If you are wondering how a color television works, you should first understand how a standard TV set works and how the brain perceives TV signals.
How a TV works
For the most part a TV station broadcasts a television program by converting a television program (sound and video) into a radio frequency which is then transmitted to a broad area. A TV set receives these signals and then turns these signals into sound and video by converting the radio frequency into an image. The image is created by small pixels being shot from an electron gun on the back of your TV set. The image you see is obviously not a real image, it is a series of very small dots called pixels which are perceived by your brain as a full image.

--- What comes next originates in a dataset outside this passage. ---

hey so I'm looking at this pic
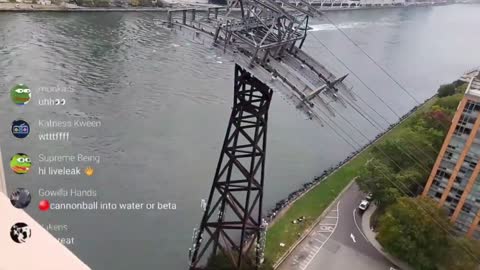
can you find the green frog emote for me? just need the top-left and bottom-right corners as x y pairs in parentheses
(10, 84), (31, 105)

How the Brain Perceives Images
The reason TV works is partly due to the way the brain perceives information. All TV sets show images made from thousands of very small dots called pixels, however when these small pixels are closely packed together they create an image to our brain. The amount of pixels in an image can determine the quality of a picture, usually the more pixels in an image, the higher the quality. HDTV is known for creating more pixels than standard TV.
Cathode Ray Tube is Essential to the TV Color Process
Most TV's in use today use a cathode ray tube, commonly referred to as a CRT (Please note that digital TV's such as LCD and Plasma use other technologies). The CRT is the primary technology behind the standard TV set.
The word cathode is a word used in electronics. Just like most people use positive and negative when referring to a battery, the word anode and cathode are used as well. Anode refers to being positive, cathode means being negative.
Inside a cathode ray tube, there is a filament that is heated up, just like your ordinary, everyday light bulb. However, the filament is heated up in a vacuum inside a glass tube instead of a glass light bulb. Cathode stands for the filament in a glass tube, the ray from "cathode ray tube" stands for the stream of electrons that are created and that stream from the filament.
Inside the TV set is also a flat screen which is on the other end of the cathode ray tube. This screen is coated with a chemical called phosphor. Phosphor has special qualities that make it give off light when struck.
Getting back to the cathode ray tube, when the filament heats up and the ray, which is the stream of electrons are created. Electrons are negative in charge (cathode), and they seek a positive charge (anode). The electrons are drawn to a focusing anode inside the CRT tube and create a tight beam that is extremely fast. This tight, fast beam of electrons comes shooting out hitting the flat screen at the opposite end. Remember, this flat screen is coated with phosphor and will glow when it is struck with electrons.
Color TV screens have three electron beams that shoot out of the CRT to the flat screen. Each of these beams has a name: red beam, green beam and blue beam. The screen of a color TV set is actually made up of three different sheets of phosphor. While black and white TV's only have one sheet of phosphor, color TV's have a screen coated with red, blue and green phosphors sheets. These phosphor sheets are arranged in dots or can be arranged in stripes. You can't see these dots or stripes with the naked eye, however if you have a powerful magnifying glass, you will be able to view them. Finally, inside the sheet is a device called a shadow mask. A shadow mask is a screen with very tiny holes. These tiny holes are aligned with the red dots or stripes. They help provide a clear picture for the viewer.
TV's create color by mixing the red, blue and green beam and sheets. For instance, the color blue can be created by shooting the lue beam at the blue phosphor sheet. White is created when all three beams are shot at all three phosphor sheets. Mixing all three colors create white, however black is created by turning off all three beams. Other colors can be created using the primary colors of red, blue and green.
Color TV Signal
A color TV signal is similar to a black and white signal; however there is an extra chrominance signal that is added on. This extra chrominance is added by superimposing a 3.579545 MHZ sine wave on the end of a standard black and white signal. A color TV signal includes eight cycles of the 3.579545 MHZ sine wave after a horizontal sync pulse. This process is called a color burst.
In addition to the chrominance signal and color burst, you will have a phase shift that follows. A phase shift is a signal that indicates what color is to be displayed by the TV set. The signal determines this by the amplitude of the signal as well as the saturation. It is important to note that black and white TV's filter out the chrominance signal.